Сара ушам своим не верила: неужели это Сет говорит ей? К горлу подкатила тошнота.

— Я же говорила, что меня беспокоят такие траты, — напомнила она. — Все это появилось так быстро, я оглянуться не успела. — Теперь она знала, каким образом. Все это было приобретено на нечестно добытые деньги. Сет обманом заставил инвесторов поверить, что имеет больше, чем на самом деле, и они с риском для себя вкладывали деньги в его фонд. Насколько Сара понимала, кое-что из этого оседало в карманах у Сета. Эта догадка осенила Сару внезапно, и это было очень похоже на правду. В своем стяжательстве Сет ни перед чем не останавливался, и теперь его ждало неотвратимое падение на самое дно.
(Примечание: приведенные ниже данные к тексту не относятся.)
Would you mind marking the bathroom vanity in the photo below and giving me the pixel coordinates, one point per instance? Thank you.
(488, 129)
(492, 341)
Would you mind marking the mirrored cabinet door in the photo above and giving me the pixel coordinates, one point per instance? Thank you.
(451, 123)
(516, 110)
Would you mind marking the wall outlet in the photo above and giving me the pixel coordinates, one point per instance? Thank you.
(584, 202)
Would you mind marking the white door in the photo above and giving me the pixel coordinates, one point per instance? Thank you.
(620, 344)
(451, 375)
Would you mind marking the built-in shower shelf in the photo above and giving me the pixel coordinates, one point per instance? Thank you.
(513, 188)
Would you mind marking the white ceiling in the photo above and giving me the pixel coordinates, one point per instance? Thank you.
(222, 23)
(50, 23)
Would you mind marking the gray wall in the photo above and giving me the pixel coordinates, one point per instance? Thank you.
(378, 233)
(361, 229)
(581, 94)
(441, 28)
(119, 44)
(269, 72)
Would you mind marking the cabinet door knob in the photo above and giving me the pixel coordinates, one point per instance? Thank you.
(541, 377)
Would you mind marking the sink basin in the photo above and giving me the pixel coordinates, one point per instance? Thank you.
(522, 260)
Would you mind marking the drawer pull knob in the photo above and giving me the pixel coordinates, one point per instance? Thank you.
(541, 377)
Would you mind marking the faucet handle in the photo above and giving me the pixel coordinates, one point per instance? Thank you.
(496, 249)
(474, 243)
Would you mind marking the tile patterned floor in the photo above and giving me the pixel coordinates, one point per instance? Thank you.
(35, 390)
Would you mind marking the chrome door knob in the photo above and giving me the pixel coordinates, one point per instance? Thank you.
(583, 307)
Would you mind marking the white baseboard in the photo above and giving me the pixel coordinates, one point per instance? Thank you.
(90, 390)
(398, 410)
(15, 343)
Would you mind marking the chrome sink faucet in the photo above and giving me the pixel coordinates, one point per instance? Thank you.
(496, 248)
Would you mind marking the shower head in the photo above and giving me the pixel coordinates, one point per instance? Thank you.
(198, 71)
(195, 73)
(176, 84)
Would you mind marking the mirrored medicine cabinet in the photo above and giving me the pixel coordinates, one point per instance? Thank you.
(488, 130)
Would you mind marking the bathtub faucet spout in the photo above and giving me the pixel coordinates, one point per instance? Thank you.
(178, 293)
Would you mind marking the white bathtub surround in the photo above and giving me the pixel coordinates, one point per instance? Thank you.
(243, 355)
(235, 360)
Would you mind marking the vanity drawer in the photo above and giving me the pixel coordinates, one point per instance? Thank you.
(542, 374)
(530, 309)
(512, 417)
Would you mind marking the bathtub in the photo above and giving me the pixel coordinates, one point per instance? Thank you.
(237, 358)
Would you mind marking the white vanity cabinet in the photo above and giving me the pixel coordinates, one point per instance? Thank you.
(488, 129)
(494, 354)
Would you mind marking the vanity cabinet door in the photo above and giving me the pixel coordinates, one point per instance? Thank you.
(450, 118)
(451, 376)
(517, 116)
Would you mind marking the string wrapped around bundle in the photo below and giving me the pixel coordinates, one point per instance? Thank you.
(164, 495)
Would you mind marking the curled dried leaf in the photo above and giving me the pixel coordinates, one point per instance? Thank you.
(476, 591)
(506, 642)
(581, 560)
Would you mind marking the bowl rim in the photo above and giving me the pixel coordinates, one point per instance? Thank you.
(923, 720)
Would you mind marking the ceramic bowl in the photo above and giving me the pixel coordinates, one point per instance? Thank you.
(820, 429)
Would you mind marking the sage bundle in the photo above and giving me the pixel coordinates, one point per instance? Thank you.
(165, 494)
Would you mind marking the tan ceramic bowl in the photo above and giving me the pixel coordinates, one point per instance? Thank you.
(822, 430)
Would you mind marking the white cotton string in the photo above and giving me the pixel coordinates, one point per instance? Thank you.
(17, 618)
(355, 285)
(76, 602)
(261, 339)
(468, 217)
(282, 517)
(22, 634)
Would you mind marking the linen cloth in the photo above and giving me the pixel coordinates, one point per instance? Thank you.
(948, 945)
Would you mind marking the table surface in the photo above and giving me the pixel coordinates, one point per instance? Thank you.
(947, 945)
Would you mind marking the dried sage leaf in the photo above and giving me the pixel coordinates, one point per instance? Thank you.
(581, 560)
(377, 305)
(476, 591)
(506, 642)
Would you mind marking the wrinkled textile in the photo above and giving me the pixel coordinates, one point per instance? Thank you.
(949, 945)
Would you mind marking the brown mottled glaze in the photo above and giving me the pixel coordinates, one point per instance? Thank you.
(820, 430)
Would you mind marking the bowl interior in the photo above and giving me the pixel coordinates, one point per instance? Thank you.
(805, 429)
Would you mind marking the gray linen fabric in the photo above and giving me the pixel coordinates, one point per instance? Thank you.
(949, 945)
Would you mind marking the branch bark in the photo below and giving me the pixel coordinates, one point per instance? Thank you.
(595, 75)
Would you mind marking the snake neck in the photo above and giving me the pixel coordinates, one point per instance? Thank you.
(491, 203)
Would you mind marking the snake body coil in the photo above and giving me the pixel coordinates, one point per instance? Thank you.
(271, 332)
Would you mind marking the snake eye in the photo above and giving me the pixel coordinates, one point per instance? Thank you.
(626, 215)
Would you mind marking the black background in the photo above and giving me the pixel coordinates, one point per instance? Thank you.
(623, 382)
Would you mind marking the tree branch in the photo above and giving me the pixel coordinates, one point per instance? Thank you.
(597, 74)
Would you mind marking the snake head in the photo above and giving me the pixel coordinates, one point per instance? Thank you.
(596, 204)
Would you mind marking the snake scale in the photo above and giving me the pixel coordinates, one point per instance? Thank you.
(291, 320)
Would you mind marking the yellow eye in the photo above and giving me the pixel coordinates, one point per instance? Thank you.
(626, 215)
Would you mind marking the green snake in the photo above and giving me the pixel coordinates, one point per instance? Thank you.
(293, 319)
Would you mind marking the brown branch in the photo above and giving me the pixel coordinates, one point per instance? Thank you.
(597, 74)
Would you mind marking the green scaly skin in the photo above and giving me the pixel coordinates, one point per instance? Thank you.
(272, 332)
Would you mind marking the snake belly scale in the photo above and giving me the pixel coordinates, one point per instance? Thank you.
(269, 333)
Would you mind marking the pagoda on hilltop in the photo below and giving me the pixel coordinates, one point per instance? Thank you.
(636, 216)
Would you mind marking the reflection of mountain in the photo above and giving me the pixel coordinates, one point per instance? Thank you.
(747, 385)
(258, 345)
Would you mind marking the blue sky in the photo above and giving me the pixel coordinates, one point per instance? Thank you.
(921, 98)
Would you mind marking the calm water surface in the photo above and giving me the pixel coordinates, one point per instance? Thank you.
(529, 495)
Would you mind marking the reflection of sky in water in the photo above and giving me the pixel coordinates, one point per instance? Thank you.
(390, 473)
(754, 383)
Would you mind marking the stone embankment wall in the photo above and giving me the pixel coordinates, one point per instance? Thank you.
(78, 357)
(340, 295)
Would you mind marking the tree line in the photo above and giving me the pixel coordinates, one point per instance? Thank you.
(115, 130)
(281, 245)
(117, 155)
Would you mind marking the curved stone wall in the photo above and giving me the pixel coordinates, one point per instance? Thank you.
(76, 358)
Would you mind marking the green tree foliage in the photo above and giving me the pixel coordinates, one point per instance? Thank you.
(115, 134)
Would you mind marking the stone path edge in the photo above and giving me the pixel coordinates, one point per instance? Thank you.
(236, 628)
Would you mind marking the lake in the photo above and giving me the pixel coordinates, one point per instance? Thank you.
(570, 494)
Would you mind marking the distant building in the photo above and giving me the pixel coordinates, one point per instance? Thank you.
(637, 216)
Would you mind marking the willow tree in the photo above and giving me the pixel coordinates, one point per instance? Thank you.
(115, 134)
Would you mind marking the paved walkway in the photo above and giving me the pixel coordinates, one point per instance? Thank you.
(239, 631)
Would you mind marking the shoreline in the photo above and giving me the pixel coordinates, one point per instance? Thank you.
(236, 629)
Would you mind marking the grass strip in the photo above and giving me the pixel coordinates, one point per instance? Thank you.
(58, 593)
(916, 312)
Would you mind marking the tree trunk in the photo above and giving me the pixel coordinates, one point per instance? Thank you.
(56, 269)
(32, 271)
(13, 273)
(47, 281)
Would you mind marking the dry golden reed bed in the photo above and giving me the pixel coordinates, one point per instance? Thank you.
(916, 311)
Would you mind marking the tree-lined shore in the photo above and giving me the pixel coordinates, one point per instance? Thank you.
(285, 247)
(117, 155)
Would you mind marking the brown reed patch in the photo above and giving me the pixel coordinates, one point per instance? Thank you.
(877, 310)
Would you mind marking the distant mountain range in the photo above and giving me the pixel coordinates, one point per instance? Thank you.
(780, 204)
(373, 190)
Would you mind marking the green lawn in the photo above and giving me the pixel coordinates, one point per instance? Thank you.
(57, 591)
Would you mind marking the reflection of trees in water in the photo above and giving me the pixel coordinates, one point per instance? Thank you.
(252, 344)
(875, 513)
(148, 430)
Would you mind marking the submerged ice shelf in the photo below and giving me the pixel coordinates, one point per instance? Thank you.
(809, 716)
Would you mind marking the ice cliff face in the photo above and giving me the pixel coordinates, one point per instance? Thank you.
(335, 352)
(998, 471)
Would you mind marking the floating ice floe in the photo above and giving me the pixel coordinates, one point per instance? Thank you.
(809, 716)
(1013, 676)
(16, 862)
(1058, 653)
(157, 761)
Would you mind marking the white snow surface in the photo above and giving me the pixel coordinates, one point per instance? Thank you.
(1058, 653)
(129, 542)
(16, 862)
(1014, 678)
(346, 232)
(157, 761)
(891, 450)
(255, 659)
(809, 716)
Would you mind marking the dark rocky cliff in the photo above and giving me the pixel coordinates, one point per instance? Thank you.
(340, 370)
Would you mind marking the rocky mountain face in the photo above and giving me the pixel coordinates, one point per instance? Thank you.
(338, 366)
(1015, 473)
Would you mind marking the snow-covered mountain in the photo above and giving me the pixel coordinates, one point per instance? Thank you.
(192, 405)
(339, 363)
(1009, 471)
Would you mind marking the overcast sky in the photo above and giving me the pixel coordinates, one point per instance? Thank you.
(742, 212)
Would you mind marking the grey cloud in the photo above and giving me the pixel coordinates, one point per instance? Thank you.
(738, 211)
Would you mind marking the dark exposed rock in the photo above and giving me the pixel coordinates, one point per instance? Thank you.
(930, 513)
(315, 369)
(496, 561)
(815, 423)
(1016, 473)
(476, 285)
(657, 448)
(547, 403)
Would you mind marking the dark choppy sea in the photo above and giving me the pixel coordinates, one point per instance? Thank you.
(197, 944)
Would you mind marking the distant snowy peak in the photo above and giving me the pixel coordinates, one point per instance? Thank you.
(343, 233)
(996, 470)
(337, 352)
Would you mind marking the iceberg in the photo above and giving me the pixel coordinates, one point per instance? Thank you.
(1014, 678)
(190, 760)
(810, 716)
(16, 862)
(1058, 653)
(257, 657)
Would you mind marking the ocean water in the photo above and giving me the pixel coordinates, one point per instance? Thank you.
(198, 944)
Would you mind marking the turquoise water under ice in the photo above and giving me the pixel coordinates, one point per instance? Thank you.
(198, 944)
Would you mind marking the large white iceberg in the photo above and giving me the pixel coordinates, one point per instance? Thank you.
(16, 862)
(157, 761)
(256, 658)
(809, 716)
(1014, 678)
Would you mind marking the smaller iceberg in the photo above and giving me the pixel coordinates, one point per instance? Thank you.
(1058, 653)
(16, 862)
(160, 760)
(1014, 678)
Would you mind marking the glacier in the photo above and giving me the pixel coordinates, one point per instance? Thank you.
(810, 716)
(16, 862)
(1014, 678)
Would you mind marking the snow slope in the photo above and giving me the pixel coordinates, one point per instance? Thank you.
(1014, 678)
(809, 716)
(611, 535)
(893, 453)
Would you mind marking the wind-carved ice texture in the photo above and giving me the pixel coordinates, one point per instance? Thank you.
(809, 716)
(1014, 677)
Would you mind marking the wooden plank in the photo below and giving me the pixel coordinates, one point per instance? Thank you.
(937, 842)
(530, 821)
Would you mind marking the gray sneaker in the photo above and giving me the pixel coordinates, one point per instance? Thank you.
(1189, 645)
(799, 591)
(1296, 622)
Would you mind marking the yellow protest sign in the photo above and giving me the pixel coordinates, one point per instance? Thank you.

И ее, возможно, тоже, после того как он разрушил их жизнь.

— Ты же ни от чего не отказывалась и не пыталась меня остановить, — упрекнул ее Сет.

Сара посмотрела ему прямо в глаза.

— А я могла остановить тебя? Вряд ли. Тобой всегда руководили жадность и амбиции. Ты перешел все границы, а в итоге пострадали мы все.

— Но в тюрьме-то сидеть мне, а не тебе.

— А на что ты надеялся, когда влезал в это дерьмо? Ты не герой, Сет, а самый настоящий мошенник.

Сара снова заплакала, и Сет вихрем вылетел из кухни, громко хлопнув дверью. Он не желал ничего слушать. Он только хотел увериться, что она, что бы ни случилось, останется при нем. Но просил слишком многого, чувствуя, что заслуживает наказания.

Ночь была длинная и мучительная для обоих. Сет просидел в кабинете до четырех утра. Сара ночевала в комнате для гостей. В пять часов Сет наконец пошел в спальню, лег на кровать и проспал до полудня. А когда встал, пришла пора готовиться к встрече с представителями ФБР. Сара повела детей гулять в парк. Машиной она еще не обзавелась, но в случае необходимости они ездили на допотопной «хонде» Пармани. Сара так отвратительно себя чувствовала, что была не в силах даже арендовать автомобиль. Сет никуда не выезжал — отсиживался дома. Скованный страхом, он не решался выйти на улицу.